Why Vardenafil and Tadalafil Should Not Be Taken Together

Both vardenafil and tadalafil inhibit PDE5, the enzyme that breaks down cyclic guanosine monophosphate (cGMP) in vascular smooth muscle. Taking two drugs from the same class doubles cGMP accumulation in penile and systemic vasculature, producing excessive blood pressure drops with no demonstrated improvement in erectile response 1.

The FDA-approved prescribing information for vardenafil (Levitra) explicitly states that the safety of combining vardenafil with other PDE5 inhibitors has not been studied and that such combinations are not recommended 2. The tadalafil (Cialis) label carries an equivalent warning 3. These warnings exist because the pharmacodynamic overlap is not theoretical. A crossover study of sildenafil hemodynamics demonstrated that PDE5 inhibition produces dose-dependent reductions in systolic blood pressure averaging 8 to 10 mmHg at therapeutic doses 4. Stacking a second PDE5 inhibitor compounds that effect without a ceiling mechanism.

No published randomized trial has tested concurrent administration of vardenafil plus tadalafil in humans. The absence of data is itself a reason to avoid the combination.

Mechanism of Interaction: Pharmacodynamic and Pharmacokinetic Layers

The interaction operates on two distinct levels. The pharmacodynamic layer is straightforward: both agents prevent cGMP degradation in vascular smooth muscle, so co-administration amplifies nitric oxide (NO)-mediated vasodilation beyond what either drug produces alone 5.

A pharmacokinetic layer adds complexity. Vardenafil and tadalafil are both metabolized primarily by cytochrome P450 3A4 (CYP3A4) 6. When two CYP3A4 substrates compete for the same enzyme, plasma concentrations of one or both drugs may rise. Vardenafil's major active metabolite, M1 (desethyl-vardenafil), retains approximately 28% of the parent compound's PDE5 inhibitory activity and is also CYP3A4-dependent 2. Tadalafil is converted to a catechol metabolite by CYP3A4, with minor contributions from CYP1A2 and CYP2C9 3.

The half-life mismatch between the two drugs compounds the problem. Vardenafil has a terminal half-life of 4 to 5 hours, while tadalafil's half-life reaches 17.5 hours 7. A patient who takes tadalafil and then switches to vardenafil within 24 hours still carries clinically meaningful tadalafil plasma levels. This creates an overlap window far longer than most patients expect.
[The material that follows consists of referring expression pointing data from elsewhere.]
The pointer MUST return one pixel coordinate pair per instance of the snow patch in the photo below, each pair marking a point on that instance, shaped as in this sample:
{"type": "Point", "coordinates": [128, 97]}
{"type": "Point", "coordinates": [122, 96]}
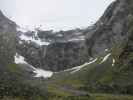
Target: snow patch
{"type": "Point", "coordinates": [106, 50]}
{"type": "Point", "coordinates": [81, 66]}
{"type": "Point", "coordinates": [37, 41]}
{"type": "Point", "coordinates": [113, 62]}
{"type": "Point", "coordinates": [105, 58]}
{"type": "Point", "coordinates": [18, 59]}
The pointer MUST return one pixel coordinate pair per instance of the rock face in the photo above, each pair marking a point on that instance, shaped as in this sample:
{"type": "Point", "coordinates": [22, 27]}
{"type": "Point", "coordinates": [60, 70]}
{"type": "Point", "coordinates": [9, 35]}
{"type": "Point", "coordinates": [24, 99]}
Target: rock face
{"type": "Point", "coordinates": [7, 40]}
{"type": "Point", "coordinates": [15, 80]}
{"type": "Point", "coordinates": [66, 50]}
{"type": "Point", "coordinates": [69, 48]}
{"type": "Point", "coordinates": [110, 30]}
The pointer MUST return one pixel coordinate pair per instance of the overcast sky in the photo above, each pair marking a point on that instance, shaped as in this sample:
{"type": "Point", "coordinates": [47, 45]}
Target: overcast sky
{"type": "Point", "coordinates": [54, 14]}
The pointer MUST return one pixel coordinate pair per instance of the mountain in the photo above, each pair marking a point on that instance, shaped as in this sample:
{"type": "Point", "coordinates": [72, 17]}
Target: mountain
{"type": "Point", "coordinates": [108, 76]}
{"type": "Point", "coordinates": [56, 51]}
{"type": "Point", "coordinates": [67, 49]}
{"type": "Point", "coordinates": [16, 80]}
{"type": "Point", "coordinates": [94, 63]}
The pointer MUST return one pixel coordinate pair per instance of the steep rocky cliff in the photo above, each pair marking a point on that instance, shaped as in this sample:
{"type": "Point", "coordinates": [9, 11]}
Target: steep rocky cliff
{"type": "Point", "coordinates": [15, 80]}
{"type": "Point", "coordinates": [75, 47]}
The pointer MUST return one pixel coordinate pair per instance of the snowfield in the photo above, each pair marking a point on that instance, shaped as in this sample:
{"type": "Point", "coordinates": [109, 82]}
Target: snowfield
{"type": "Point", "coordinates": [18, 59]}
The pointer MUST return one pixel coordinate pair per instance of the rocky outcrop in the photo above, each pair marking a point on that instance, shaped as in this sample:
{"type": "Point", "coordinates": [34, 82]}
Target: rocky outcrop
{"type": "Point", "coordinates": [74, 47]}
{"type": "Point", "coordinates": [110, 30]}
{"type": "Point", "coordinates": [66, 50]}
{"type": "Point", "coordinates": [7, 40]}
{"type": "Point", "coordinates": [15, 79]}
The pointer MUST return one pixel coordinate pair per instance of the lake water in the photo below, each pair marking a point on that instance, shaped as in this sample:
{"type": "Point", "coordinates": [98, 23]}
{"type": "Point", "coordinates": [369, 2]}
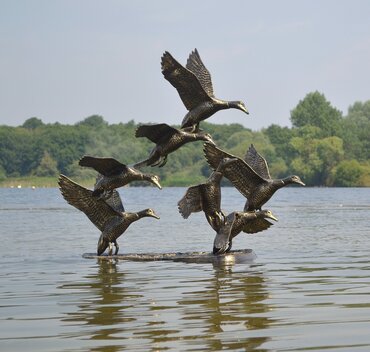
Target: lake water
{"type": "Point", "coordinates": [308, 288]}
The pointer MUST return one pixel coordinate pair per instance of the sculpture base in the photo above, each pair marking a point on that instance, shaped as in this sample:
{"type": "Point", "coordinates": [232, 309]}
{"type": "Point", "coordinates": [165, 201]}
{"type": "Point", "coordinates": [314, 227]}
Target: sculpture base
{"type": "Point", "coordinates": [237, 256]}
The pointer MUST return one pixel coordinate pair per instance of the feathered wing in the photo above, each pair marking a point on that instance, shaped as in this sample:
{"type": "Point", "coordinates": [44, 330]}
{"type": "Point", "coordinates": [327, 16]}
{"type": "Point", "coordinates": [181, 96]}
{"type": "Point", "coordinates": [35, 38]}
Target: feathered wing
{"type": "Point", "coordinates": [190, 89]}
{"type": "Point", "coordinates": [191, 202]}
{"type": "Point", "coordinates": [115, 201]}
{"type": "Point", "coordinates": [158, 134]}
{"type": "Point", "coordinates": [256, 225]}
{"type": "Point", "coordinates": [239, 173]}
{"type": "Point", "coordinates": [257, 162]}
{"type": "Point", "coordinates": [105, 166]}
{"type": "Point", "coordinates": [97, 210]}
{"type": "Point", "coordinates": [195, 65]}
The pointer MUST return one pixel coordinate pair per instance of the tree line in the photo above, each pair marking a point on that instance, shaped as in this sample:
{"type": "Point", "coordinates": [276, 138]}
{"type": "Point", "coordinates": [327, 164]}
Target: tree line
{"type": "Point", "coordinates": [323, 147]}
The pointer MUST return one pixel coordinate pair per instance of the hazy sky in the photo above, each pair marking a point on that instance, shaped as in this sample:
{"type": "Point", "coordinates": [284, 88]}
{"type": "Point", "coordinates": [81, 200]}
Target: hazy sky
{"type": "Point", "coordinates": [66, 60]}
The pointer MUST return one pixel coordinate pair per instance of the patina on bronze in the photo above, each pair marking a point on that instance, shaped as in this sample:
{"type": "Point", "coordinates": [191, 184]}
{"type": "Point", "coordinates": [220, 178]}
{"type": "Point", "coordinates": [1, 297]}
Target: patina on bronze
{"type": "Point", "coordinates": [111, 222]}
{"type": "Point", "coordinates": [207, 197]}
{"type": "Point", "coordinates": [238, 221]}
{"type": "Point", "coordinates": [255, 184]}
{"type": "Point", "coordinates": [113, 174]}
{"type": "Point", "coordinates": [194, 85]}
{"type": "Point", "coordinates": [167, 140]}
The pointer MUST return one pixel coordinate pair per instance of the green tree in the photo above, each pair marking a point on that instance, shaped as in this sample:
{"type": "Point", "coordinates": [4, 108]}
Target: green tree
{"type": "Point", "coordinates": [347, 173]}
{"type": "Point", "coordinates": [32, 123]}
{"type": "Point", "coordinates": [315, 110]}
{"type": "Point", "coordinates": [47, 166]}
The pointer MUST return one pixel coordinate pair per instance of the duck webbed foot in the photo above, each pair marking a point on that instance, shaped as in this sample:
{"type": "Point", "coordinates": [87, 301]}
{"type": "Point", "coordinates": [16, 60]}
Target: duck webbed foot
{"type": "Point", "coordinates": [117, 247]}
{"type": "Point", "coordinates": [110, 250]}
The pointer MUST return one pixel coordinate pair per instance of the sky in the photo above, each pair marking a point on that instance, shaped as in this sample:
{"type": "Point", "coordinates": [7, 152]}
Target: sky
{"type": "Point", "coordinates": [65, 60]}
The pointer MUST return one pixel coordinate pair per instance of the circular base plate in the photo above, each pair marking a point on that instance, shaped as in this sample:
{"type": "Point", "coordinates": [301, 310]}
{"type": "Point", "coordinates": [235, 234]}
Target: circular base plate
{"type": "Point", "coordinates": [237, 256]}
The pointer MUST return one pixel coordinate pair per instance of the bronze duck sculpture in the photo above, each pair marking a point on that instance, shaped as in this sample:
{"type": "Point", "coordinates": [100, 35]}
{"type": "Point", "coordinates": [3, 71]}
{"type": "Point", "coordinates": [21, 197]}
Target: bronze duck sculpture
{"type": "Point", "coordinates": [167, 140]}
{"type": "Point", "coordinates": [236, 222]}
{"type": "Point", "coordinates": [107, 216]}
{"type": "Point", "coordinates": [255, 183]}
{"type": "Point", "coordinates": [194, 86]}
{"type": "Point", "coordinates": [113, 174]}
{"type": "Point", "coordinates": [207, 197]}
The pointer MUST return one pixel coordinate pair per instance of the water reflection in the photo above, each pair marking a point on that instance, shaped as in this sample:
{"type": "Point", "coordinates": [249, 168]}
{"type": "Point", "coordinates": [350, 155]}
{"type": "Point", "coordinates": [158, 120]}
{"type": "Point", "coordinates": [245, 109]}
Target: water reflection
{"type": "Point", "coordinates": [229, 306]}
{"type": "Point", "coordinates": [205, 306]}
{"type": "Point", "coordinates": [103, 301]}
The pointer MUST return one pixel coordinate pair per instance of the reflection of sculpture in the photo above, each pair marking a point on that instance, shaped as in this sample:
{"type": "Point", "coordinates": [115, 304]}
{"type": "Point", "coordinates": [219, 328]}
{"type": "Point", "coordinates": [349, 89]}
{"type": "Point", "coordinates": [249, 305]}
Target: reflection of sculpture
{"type": "Point", "coordinates": [111, 222]}
{"type": "Point", "coordinates": [167, 140]}
{"type": "Point", "coordinates": [255, 184]}
{"type": "Point", "coordinates": [236, 222]}
{"type": "Point", "coordinates": [114, 174]}
{"type": "Point", "coordinates": [194, 86]}
{"type": "Point", "coordinates": [206, 197]}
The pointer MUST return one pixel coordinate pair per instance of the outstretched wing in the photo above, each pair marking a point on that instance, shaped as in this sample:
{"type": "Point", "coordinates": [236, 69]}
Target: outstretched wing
{"type": "Point", "coordinates": [257, 162]}
{"type": "Point", "coordinates": [114, 201]}
{"type": "Point", "coordinates": [191, 202]}
{"type": "Point", "coordinates": [158, 134]}
{"type": "Point", "coordinates": [239, 173]}
{"type": "Point", "coordinates": [105, 166]}
{"type": "Point", "coordinates": [195, 65]}
{"type": "Point", "coordinates": [190, 89]}
{"type": "Point", "coordinates": [256, 225]}
{"type": "Point", "coordinates": [97, 210]}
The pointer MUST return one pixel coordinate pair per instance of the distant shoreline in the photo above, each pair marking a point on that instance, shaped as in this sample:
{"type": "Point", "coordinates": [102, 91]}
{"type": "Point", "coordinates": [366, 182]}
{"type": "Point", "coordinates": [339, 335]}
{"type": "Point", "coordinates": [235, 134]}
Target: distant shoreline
{"type": "Point", "coordinates": [52, 182]}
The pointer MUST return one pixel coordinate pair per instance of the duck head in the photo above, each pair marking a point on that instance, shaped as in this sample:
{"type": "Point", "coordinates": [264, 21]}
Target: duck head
{"type": "Point", "coordinates": [150, 213]}
{"type": "Point", "coordinates": [205, 137]}
{"type": "Point", "coordinates": [155, 180]}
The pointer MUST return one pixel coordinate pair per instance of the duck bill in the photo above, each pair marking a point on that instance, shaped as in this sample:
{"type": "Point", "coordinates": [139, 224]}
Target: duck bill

Cardiovascular Risk: Blood Pressure and Syncope

Symptomatic hypotension is the primary acute danger. A healthy volunteer study showed that tadalafil 20 mg reduced mean standing systolic blood pressure by 7 mmHg compared with placebo 3. Vardenafil 20 mg produced comparable systolic reductions of 7 to 8 mmHg in separate hemodynamic studies 2. Adding these effects together could reasonably produce a 14 to 16 mmHg systolic drop, enough to trigger orthostatic symptoms, dizziness, or syncope in patients with borderline blood pressure or those on antihypertensive therapy.
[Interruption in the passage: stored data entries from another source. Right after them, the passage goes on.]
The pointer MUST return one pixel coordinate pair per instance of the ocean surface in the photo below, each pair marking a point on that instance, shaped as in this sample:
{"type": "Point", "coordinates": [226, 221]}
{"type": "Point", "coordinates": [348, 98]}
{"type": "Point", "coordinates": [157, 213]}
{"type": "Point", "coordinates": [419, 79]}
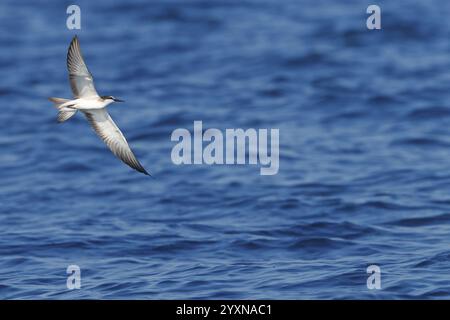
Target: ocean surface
{"type": "Point", "coordinates": [364, 178]}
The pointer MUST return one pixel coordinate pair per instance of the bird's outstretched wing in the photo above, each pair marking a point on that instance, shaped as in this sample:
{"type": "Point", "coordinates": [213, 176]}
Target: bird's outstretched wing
{"type": "Point", "coordinates": [108, 131]}
{"type": "Point", "coordinates": [80, 78]}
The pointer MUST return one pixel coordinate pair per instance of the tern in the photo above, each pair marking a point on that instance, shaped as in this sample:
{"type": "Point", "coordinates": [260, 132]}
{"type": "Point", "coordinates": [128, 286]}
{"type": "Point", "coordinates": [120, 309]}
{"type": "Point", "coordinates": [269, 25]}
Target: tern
{"type": "Point", "coordinates": [93, 106]}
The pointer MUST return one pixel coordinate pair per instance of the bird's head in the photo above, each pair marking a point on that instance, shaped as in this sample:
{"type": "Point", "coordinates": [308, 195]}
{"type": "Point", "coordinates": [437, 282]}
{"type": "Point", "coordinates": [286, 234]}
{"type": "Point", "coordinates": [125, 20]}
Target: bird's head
{"type": "Point", "coordinates": [111, 98]}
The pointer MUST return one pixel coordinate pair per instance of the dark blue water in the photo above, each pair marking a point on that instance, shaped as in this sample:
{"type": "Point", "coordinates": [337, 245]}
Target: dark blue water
{"type": "Point", "coordinates": [364, 120]}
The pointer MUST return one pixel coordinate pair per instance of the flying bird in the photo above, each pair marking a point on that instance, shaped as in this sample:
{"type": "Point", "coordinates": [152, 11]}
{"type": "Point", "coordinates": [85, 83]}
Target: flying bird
{"type": "Point", "coordinates": [87, 101]}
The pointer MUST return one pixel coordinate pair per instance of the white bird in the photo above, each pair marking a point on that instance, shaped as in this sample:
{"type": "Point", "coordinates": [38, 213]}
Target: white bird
{"type": "Point", "coordinates": [93, 106]}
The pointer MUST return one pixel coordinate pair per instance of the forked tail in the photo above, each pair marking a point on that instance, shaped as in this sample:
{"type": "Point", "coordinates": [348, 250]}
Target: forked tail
{"type": "Point", "coordinates": [65, 112]}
The risk escalates significantly when alpha-blockers are part of the medication regimen. The American Urological Association (AUA) guidelines note that PDE5 inhibitors and alpha-1 adrenergic blockers produce additive hypotension, and the combination requires careful dose titration even with a single PDE5 inhibitor 8. A second PDE5 inhibitor layered on top of this interaction creates a triple vasodilatory threat.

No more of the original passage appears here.